Ей приходилось терпеть больше других подопечных Аалеки, потому что она была его первым «свежим» объектом, и к тому же, единственной женщиной в его лаборатории, поэтому, после утренних опытов, и обеда, Аалеки, как правило, брал ее на стол снова. Чтобы объекты шли в операционную, они придумали довольно простой внешне прибор, «палку», проводящую особый болевой импульс, прикосновение которого она помнит до сих пор — боль была специфической, и все время разной, чтобы не вызывать привыкание, но всегда острой и пронизывающей и мозг, и внутренности. Поэтому, все шли на стол по первому слову.

Иногда на опытах присутствовали другие… чаще всего Зоонтенген, с которым Аалеки любил советоваться, и чье мнение единственно и ценил. Других он не слушал, игнорируя их присутствие, их слова вызывали презрительную усмешку или гримасы на его лице, но, видимо, взаимопосещения экспериментов были одним из правил Эгорегоза, которым он вынужден был подчиняться. Кроме того, женщины реже попадались им в качестве объектов, поэтому, опыты, которые проводил Аалеки, пользовались популярностью среди его коллег. Тем не менее, сам Аалеки не любил наблюдателей. Ему не нравилось, когда в его лабораторию входили посторонние. Его раздражало, когда во время опыта присутствующие обсуждали объект, или обменивались пустыми фразами, отпускали шутки, тогда он спешил закончить опыт как можно скорее. Когда кто-нибудь из его коллег подходил к клетке, где сидела Рене, он становился рядом и заметно нервничал. А если нервничать начинала она, он просил отойти и закрывал ее клетку непрозрачным материалом. Он дорожил ей, как ценным объектом своей работы…

У нее было быстрое привыкание к боли. Он сам восторженно говорил ей, что еще никто на его опыте и опыте его коллег так быстро не адаптировался к боли. Да, она могла долго ее терпеть, с третьего, а иногда и со второго раза она к ней привыкала, улучшалось перенесение боли на физическом и психическом уровне, даже если доза и время увеличивались. Она погружалась в боль, как в воду, и начинала…ею жить… находила в ней образы, анализировала ощущения… Таков был ее организм, как она думала. Но Аалеки сказал:

— Ты слабая, но очень гибкая, ты способна приспосабливаться. Это потому, что по-настоящему, ты боишься вовсе не физической боли… Видимо, это из-за родителей, дорогая.
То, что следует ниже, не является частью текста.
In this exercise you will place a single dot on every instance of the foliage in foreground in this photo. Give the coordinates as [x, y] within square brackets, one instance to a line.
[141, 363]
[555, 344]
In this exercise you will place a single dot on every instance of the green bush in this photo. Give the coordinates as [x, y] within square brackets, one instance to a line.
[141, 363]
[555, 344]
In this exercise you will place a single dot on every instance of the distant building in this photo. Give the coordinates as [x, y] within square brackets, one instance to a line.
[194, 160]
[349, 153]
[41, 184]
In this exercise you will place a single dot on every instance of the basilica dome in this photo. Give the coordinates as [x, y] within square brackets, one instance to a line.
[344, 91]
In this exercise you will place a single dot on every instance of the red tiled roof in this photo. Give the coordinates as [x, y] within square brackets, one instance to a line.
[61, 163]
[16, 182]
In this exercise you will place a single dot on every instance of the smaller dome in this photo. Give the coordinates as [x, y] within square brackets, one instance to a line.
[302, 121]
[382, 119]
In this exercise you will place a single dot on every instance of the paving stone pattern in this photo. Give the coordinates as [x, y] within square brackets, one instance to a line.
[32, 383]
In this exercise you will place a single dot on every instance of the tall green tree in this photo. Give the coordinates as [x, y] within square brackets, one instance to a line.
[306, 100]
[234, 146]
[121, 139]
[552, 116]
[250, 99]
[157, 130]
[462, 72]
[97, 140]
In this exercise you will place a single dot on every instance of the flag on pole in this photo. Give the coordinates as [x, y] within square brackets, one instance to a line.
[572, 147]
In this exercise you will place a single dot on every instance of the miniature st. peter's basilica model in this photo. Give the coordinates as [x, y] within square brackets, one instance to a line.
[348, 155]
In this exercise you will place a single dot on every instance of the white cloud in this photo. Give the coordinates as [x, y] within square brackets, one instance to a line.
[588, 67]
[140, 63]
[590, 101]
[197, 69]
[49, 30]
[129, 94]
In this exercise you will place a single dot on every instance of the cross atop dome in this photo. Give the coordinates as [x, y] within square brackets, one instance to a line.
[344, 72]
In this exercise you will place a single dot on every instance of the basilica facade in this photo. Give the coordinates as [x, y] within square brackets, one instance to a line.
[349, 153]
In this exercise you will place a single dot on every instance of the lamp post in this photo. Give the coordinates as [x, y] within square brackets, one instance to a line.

У тебя слишком сильна потребность в любви и слишком недолго счастье быть любимой ими… Да, именно. Это твое слабое место, или, как сказали бы древние из твоего мира, это твоя аххилесова пята. Но не бойся, я никому не скажу! — тут в его глазах начинали лукавиться искринки близости вперемешку с издевкой…

Аалеки любил рассуждать о результатах своей работы, сидя прямо у лазерных прутьев ее клетки. Он говорил, что рядом с ней ему легче думается. Рене думала, что он просто не относился к ней как к живому существу, для него она всегда была чем-то неодушевленным и без надежды ожить. Даже когда он гладил ее волосы, или кожу, или когда после того, как избавлялся от нежелательных гостей, открывал ее клетку, приносил ей что-нибудь со своего стола, и кормил из рук, заботливо и осторожно промакивая уголки рта мягкой салфеткой.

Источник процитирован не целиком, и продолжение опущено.